I certainly am not in the business of defending Enlightenment philosophers, but perhaps you could be specific?

Or just go back and read what women wrote about their life in the past

I have, a bit. Generally I find descriptions of a life of joys and sorrows, hopes and worries, different in some ways than my own, but similar in many others.

how they were portrayed in films and television

At this point, you're up to the beginning of the last century, well into the progressive era and something like a generation past the point that feminism has started shaping the culture on a grand scale. And yet, how were they portrayed specifically? My wife watches a lot of TV, and being generally conservative, she watches a fair amount of old TV. Women are generally portrayed as kind, thoughtful, empathetic and generally decent. One of my favorite movies is from 1950, and features a prominent female lead; I see no reasonable objection to her portrayal. One of my wife's all-time favorite movies is The Taming of the Shrew, a movie so dangerously based that it made me more than a little uncomfortable the first time we watched it together while dating. She sees nothing objectionable in that movie's portrayal of its female cast, and on reflection neither do I.

Early TV and movies were not shy about marketing themselves to women. Which do you think is likelier: that they pursued at least half their audience by insulting them, or that you don't have the best understanding of people who lived in a world very different from yours?

What evidence specifically has led you to the your conclusion that the opposite is true?

Reading historical letters of husbands to wives, of women to other women an men to other men on the occasions I've come across them. Historical accounts of how men and women have lived together, what their concerns were, and how they addressed them. Observing the lives of old people I know, some of whom have been very old indeed. Observing my parents' own marriage first-hand. A number of historical anecdotes about the oppression of women that I've confirmed to my satisfaction to be false. Watching old movies, listening to old music, reading old fiction, and noting the themes therein. The observation that humans don't change that much, and the observation that our current society lies about this fact with wild abandon to cover its own failures. Complaints of contemporary women unsatisfied with the "progress" our current society has gifted them. Reading some small amount about the anti-suffragettes, who they were and what they argued for. A lifetime of observing the intellectual bankruptcy of popular feminist arguments, and the general forms that bankruptcy take, especially the way they argue by assertion and then use their purported moral authority to shout down any counter-argument. A lifetime of conversations with my mother, sister, female friends, and six years of conversations with my wife, her sister and her mother.

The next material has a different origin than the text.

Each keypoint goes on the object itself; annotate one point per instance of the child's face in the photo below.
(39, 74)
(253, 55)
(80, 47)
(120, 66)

That, and the observation that people making arguments like yours don't actually make an argument and provide evidence to back it, but simply act like your correctness should be self-evident. We're a couple comments down in the chain, and the most specific evidence you've cited is "the book of Romans".

I ask again. What specific evidence leads you to the conclusion that women in the past lived as second-class citizens, or otherwise suffered unusual oppression relative to men?

Are people who can't own property and vote second class citizens to those that can or are they equal? To me, if you don't have the same rights as other citizens, then you are a second class citizen. There weren't many powerful institutions in the West going back to the Roman Senate, to the Anglican Church (until very recently), all the way up to the Catholic Church now where women had equal rights to men. This isn't even debatable to me and I don't how anyone could say otherwise. Whether or not that is a good thing and whether or not some women preferred that is irrelevant.. If you have less rights than others, you are a second class citizen (in my opinion). Obviously women weren't the only people this happened to.